Zella Day shares Weyes Blood collab “Holocene”
You may know LA singer-songwriter Zella Day from last year's Dan Auerbach-produced Where Does the Devil Hide EP, or from working with working with Lana Del Rey and Weyes Blood on a cover of Joni Mitchell's "For Free." Day and Weyes Blood's Natalie Mering formed a bond working on that Joni cover and have continued collaborating since, resulting in this terrific new single, "Holocene."
Mering co-produced "Holocene" and sings backup, too. Drenched in lush harmonies, strings, vibraphone and groovy bass, the song has a distinct late-'60s West Coast sunshine pop/psych feel, recalling The Free Design or cult duo Wendy & Bonnie. Says Zella:
Over the last year I have found myself living in two conflicted mental states. Days where I’m impassioned,so many words and thoughts surrounding our current climate extending throughout my being that it feels like a fire is burning in my skull. Hope flashes in the distance of a darkness unparalleled to anything I’ve experienced in my own lifetime, maybe there is a song in that flash of hope if I can catch it in time. The other reality is emptiness, a complete loss for words. Exhaustion. Loneliness.

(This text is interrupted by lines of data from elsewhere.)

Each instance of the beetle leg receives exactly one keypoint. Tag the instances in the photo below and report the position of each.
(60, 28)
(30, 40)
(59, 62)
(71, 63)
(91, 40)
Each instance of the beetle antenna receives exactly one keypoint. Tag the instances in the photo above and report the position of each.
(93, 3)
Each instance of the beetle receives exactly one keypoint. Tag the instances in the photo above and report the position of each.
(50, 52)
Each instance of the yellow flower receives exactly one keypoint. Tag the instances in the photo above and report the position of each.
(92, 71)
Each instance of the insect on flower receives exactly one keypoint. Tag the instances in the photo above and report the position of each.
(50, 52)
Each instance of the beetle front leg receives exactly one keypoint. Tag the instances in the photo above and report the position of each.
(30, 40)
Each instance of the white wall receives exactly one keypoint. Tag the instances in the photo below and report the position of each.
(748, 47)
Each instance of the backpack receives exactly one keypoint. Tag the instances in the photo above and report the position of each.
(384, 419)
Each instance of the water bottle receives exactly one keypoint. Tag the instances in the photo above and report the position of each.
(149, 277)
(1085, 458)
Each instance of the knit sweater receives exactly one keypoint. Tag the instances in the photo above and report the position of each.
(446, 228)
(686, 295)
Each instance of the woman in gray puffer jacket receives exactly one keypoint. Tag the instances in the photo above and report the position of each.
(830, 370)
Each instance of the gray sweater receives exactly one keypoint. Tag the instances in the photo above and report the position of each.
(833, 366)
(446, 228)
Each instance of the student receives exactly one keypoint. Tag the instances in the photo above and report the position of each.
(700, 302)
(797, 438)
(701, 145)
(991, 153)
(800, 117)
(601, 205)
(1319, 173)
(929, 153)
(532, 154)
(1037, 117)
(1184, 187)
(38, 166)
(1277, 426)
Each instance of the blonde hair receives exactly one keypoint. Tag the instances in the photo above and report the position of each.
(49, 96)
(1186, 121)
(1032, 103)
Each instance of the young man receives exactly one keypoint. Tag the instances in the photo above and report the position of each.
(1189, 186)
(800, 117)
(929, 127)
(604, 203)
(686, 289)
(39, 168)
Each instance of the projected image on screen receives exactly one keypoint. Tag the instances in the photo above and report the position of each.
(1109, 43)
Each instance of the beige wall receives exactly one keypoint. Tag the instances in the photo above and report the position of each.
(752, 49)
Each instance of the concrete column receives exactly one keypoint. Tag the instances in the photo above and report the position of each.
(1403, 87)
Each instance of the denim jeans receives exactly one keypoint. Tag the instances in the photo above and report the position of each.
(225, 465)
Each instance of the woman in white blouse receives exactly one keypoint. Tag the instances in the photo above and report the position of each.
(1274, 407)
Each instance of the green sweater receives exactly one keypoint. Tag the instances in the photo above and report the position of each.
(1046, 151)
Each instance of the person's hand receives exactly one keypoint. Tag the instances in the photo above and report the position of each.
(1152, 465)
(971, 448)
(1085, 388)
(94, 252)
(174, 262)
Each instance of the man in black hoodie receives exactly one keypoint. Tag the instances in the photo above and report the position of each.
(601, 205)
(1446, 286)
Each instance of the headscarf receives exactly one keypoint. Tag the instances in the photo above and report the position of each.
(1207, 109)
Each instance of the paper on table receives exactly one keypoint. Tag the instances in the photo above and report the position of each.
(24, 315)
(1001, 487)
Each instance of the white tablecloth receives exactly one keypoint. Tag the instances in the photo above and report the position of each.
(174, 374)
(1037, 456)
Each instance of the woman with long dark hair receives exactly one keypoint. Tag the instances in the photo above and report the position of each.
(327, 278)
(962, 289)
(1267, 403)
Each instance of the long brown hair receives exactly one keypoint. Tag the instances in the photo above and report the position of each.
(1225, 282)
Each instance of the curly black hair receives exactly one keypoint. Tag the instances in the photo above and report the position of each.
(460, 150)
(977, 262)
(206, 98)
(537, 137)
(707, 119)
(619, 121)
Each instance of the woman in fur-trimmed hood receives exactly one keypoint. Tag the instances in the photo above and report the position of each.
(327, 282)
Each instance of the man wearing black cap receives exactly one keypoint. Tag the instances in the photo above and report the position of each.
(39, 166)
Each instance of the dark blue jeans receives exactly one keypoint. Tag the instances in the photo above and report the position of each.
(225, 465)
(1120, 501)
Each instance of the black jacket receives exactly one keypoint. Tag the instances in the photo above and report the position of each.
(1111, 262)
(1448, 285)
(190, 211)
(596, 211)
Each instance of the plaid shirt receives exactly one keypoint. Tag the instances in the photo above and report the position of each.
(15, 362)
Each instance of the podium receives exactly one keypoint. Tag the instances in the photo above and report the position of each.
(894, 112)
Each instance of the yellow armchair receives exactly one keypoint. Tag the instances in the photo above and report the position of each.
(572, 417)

Sometimes loneliness becomes a giant casting a long shadow that I can’t outrun, I forget what the sun looks like and so I forget the sun. I learned not to be too hard on myself in these moments, ultimately trusting that the motivation to create would eventually come back to me. “Holocene” was the rain that fell. It’s a collection of thoughts, micro and macro, a song for the interpersonal relationship between the world inside and outside of ourselves. A “we are everything and nothing at all” mantra.
It's genuinely gorgeous stuff and you can check out the lyric video below.
"Holocene" is the first song shared from Day's new album which is still being finished up. Stay tuned.
In other news, Weyes Blood has said that her follow-up to Titanic Rising (our #1 album of 2019) will likely not come out till 2022, but hopefully we'll get something this year.